I love blues music. I love improvisation. That combination means that blues dancing just works for me. If you haven’t heard of it before, let me help you.
I feel so connected with the music while dancing blues, more so than salsa and other Latin dances. Maybe not quite as much as ecstatic dance, but I’ll save that for another Wednesday Movement post. Dancing blues with someone–making that connection with someone else and with the music–feels really good.
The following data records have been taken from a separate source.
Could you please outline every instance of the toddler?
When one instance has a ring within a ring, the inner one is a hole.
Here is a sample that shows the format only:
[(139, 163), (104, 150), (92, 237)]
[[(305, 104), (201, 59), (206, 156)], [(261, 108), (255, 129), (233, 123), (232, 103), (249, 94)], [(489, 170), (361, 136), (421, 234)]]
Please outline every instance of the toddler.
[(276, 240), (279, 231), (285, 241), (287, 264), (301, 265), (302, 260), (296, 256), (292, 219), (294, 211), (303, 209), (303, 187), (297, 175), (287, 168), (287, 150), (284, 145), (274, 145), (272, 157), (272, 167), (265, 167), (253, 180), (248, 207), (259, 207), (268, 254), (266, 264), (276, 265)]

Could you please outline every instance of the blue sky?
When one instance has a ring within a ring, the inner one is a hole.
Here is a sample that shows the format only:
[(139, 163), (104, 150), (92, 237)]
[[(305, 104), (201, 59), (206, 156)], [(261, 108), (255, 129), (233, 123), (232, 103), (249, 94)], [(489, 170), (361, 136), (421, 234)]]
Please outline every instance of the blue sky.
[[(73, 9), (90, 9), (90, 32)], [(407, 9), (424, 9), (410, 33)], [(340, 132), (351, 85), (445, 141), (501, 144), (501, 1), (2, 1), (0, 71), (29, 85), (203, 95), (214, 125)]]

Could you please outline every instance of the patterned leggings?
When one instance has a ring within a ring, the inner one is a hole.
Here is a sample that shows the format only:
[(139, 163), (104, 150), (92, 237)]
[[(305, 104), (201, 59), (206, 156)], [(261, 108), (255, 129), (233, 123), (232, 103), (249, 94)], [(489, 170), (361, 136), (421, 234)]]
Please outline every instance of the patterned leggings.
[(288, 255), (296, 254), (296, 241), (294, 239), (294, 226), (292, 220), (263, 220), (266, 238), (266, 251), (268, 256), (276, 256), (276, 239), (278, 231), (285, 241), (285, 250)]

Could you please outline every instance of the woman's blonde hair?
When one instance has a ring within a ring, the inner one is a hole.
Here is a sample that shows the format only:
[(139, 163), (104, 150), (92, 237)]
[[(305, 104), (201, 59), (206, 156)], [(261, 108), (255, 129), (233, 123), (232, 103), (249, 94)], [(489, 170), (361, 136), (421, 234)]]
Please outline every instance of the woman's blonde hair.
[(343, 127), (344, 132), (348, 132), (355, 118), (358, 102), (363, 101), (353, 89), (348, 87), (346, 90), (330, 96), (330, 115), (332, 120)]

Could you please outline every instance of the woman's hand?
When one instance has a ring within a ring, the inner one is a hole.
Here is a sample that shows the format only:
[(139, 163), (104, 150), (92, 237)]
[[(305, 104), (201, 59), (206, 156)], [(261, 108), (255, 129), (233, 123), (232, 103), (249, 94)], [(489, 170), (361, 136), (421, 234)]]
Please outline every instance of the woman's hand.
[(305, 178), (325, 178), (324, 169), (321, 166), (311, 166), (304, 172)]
I really enjoy it, but there is something that would make me enjoy it so much more. I need more solo blues to happen. As much as I love the social culture of blues, it sometimes takes away from the pure joy I get from diving into my favorite song feet first with only the electric impulses of my nervous system between me and the music. It’s typically an eyes closed me against the world experience. Each beat I’m attempting to deliver any body part that’s willing in time with the music. I get to listen hard and dance harder trying to keep up with the ever changing melodies and occasional dissonance. But sometimes I open my eyes and feed off the crowd of partnered dancers. Using their movements to influence my own, the dance evolves into something else. Instead of a single partner, now I have many. All the interaction exists, but without the restriction of movement and expression. I can’t be the only person that wants this experience. If the next song is starting, I may choose to ignore the pressure of finding a dance partner and bring it out to the floor all by my damn self. You should do it too every once in a while. When the song is over we can do a long distance high five from across the room.